Watch and listen to this week's update on YouTube or podcast.
Considerations on the funding situation for AI Safety, exciting projects from Apart's interpretability hackathon, Meta AI-math transformer interpretability and considerations on what to spend time on in AI Safety.
Today is the 18th of November and welcome to the ML & AI safety update!
Thoughts on FTX and AI safety
Last week, we reported, like all others, of the FTX crash and now being in the aftermath of the shock, it seems appropriate to dive a little into what it means for the AI safety community.
The New York Times published an article about the general impact on EA funding and accurately says that it is a just cause for turbulence in such a young movement and has commentary from the Center on Nonprofits and Philanthropy that it is too easy for billionaires to gain legitimation “as long as the money is flowing”, a risk that happened in this case.
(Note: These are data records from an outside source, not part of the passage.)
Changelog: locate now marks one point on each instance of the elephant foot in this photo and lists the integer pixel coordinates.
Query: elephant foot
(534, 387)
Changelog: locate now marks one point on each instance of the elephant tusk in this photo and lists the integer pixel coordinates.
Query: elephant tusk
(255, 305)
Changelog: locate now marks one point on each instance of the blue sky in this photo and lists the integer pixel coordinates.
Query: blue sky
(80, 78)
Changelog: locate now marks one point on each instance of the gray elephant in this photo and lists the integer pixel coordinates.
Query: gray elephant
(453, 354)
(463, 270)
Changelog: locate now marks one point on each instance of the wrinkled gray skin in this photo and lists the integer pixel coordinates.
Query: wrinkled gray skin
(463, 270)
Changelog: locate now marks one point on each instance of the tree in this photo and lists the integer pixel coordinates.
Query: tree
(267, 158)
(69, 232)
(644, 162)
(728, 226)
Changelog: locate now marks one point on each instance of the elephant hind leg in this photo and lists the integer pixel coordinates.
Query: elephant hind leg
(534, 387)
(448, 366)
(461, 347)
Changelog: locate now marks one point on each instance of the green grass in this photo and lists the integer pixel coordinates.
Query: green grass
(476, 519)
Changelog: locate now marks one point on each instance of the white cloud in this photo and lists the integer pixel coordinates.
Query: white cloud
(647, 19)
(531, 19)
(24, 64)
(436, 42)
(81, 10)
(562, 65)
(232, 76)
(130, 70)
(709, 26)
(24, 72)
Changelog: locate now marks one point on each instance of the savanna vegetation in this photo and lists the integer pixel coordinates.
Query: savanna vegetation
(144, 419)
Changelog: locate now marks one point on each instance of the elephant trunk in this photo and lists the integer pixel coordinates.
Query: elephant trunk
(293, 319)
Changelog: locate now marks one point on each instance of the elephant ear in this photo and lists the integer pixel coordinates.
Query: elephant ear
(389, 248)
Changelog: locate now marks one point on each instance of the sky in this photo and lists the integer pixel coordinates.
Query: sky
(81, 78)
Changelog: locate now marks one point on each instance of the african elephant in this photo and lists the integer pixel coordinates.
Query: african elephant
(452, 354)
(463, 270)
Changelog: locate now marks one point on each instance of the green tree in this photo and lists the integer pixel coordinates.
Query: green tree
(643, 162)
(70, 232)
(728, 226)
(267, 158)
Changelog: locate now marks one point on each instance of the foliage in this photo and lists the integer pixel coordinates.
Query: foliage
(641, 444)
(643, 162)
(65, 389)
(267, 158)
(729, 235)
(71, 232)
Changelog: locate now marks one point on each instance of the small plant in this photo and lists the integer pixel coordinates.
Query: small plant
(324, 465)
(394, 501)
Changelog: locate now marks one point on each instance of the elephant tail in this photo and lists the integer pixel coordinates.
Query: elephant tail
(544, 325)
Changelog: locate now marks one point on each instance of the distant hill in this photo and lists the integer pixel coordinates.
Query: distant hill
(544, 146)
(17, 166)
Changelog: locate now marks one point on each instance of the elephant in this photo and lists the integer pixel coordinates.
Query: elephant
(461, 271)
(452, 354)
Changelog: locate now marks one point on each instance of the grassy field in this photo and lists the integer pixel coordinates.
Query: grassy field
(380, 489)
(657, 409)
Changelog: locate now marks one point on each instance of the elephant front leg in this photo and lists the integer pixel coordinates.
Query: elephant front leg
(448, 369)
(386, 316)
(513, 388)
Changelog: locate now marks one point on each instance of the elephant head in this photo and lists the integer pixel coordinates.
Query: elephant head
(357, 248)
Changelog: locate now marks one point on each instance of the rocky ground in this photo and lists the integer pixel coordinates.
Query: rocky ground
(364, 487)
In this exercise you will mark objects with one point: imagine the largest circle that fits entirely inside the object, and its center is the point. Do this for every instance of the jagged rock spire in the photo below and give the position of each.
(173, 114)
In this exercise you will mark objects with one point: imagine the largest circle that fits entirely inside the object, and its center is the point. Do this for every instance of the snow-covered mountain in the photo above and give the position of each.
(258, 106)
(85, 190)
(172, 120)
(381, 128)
The research community is generally appalled at what FTX has done. The main FTX fund for AI safety research, Future Fund, saw its whole team resign over the deception they were exposed to. Will McAskill and Evan Hubinger in clear terms state that this fraud is completely unacceptable with what effective altruism stands for. Meanwhile, Eliezer Yudkowsky and a lawyer makes sure that the community knows that it’s not to blame for this situation and the legal status of FTX’s donations.
When it comes to funding for AI safety research, one of the two biggest funders has now stopped and the other funder OpenPhil is taking a month’s break to evaluate this turbulence. Nonlinear has set up an emergency fund for smaller grants below $10,000 dollars to compensate pressed organizations in this funding stop.
Holden Karnofsky from OpenPhil recommends organizations to:
Put commitments on hold and wait until there is more clarity of the actual impact
Identify gaps, assess by urgency/importance
Reprioritize and balance portfolios
Interpretability Alignment Jam
The second Alignment Jam about interpretability research finished this weekend with a total 147 participants and 25 submissions of valuable interpretability research.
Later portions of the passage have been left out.